What Shrimp Count Means
Shrimp is sold by the count, which is the number of head-off shrimp of similar size per pound. Larger shrimp fetch higher prices, but remember that sizes can be used interchangeably in most recipes, as long as you adjust cooking time. Here's a guide:
100 count shrimp: Sometimes labeled "miniature"
36-45 count shrimp: Sometimes labeled "small"
31-35 count shrimp: Sometimes labeled "medium"
21-30 count shrimp: Sometimes labeled "large"
16-20 count shrimp: Sometimes labeled "extra large"
10-15 count shrimp: Sometimes labeled "jumbo"
U-10 count (10 or less per pound) shrimp: Sometimes labeled "colossal"

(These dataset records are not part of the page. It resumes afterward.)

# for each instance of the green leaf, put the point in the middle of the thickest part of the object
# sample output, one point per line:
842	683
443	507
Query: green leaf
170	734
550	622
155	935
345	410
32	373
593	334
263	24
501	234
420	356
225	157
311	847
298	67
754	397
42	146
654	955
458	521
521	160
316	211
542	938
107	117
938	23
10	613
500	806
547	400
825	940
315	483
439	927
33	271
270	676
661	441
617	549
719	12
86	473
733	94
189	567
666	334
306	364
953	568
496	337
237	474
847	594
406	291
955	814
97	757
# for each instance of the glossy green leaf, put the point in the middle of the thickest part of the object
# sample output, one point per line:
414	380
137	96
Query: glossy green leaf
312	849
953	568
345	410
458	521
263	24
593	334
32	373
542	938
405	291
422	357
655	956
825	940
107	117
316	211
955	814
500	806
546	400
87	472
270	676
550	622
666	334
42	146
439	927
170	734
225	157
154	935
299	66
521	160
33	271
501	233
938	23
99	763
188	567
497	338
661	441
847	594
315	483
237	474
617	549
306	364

There are thousands of shrimp species, and the most common way to classify them is by color (of uncooked shrimp). The most readily available types are white, pink, brown, black and tiger, each with subtly different flavors.
Types of Shrimp
Warm Water Upwards of 90% of all shrimp sold in the United States is warm water imported from Latin America and Southeast Asia; much of it farm raised. Almost all of it has been frozen at some point. Fish counters and markets selling unfrozen shrimp have simply thawed it for your convenience. If you live in a Gulf state, where most wild-caught domestic shrimp comes from, you might be able to buy it fresh (never frozen), but expect to pay a premium. Domestic farm-raised shrimp (some carrying an "organic" label) is a great, albeit pricy, option for anyone with environmental concerns about imported shrimp.

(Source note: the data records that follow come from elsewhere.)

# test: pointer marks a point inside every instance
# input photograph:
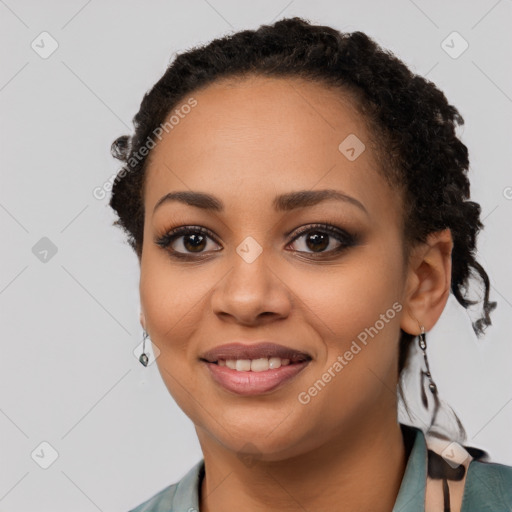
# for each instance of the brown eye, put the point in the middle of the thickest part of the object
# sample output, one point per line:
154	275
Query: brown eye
186	240
322	239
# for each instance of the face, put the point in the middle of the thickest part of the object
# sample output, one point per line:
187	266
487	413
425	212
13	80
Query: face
320	274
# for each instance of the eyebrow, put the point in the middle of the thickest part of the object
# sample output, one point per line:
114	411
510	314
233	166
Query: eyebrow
282	203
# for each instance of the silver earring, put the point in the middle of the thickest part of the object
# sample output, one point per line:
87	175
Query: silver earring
425	374
423	345
144	359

Cold Water Cold water shrimp is smaller and sweeter than the others—the most common types are Maine's pink shrimp and Alaska's spot prawns—but also hard to come by.
Fresh Water Fresh water shrimp (a.k.a. Malaysian prawns), farm raised in California, Hawaii and Mississippi among other states, is becoming increasingly available.
How to Prep Shrimp
How to Shell: Unless you plan on grilling or boiling your shrimp, remove the shells before cooking. Tear off the legs, and then, starting at the thick end, peel off the shell. To remove the tail shell, pinch it and pull away from the body.
How to Devein: Small and medium shrimp do not require deveining (removal of the intestinal vein), but many cooks do so for aesthetic reasons. The vein in large, extra-large, jumbo and colossal shrimp contains grit, so it should be removed. With a paring knife, cut the shrimp along the back to expose the vein and then remove it with the tip of a knife. Shrimp deveiners simplify the task a bit, but are by no means a must-have.
How to Clean: All shrimp should be rinsed well in cold water before cooking.
How to Cook Shrimp
Unpeeled shrimp are excellent boiled in a shellfish boiling mix, and are also great for grilling, as the shells protect the tender flesh and keep it moist.
Peeled shrimp pick up flavors quickly, so non-fat marinades are a great way to boost flavor without adding tons of calories. For an Italian twist, marinate in white wine, lemon zest, chopped garlic, black pepper and chili flakes for 30 minutes. Or take shrimp in an Asian direction by marinating in fish sauce, chopped fresh lemongrass and chopped garlic. Drain marinated shrimp and sauté in a nonstick pan until pink.
Shrimp is done as soon as it loses its raw color. Shrimp cooks very quickly, going from moist and tender to dry and tough in under a minute, so be careful not to overcook. Pre-cooked shrimp will dry out if reheated and should be used only for cold dishes like salads, sandwiches and canapés.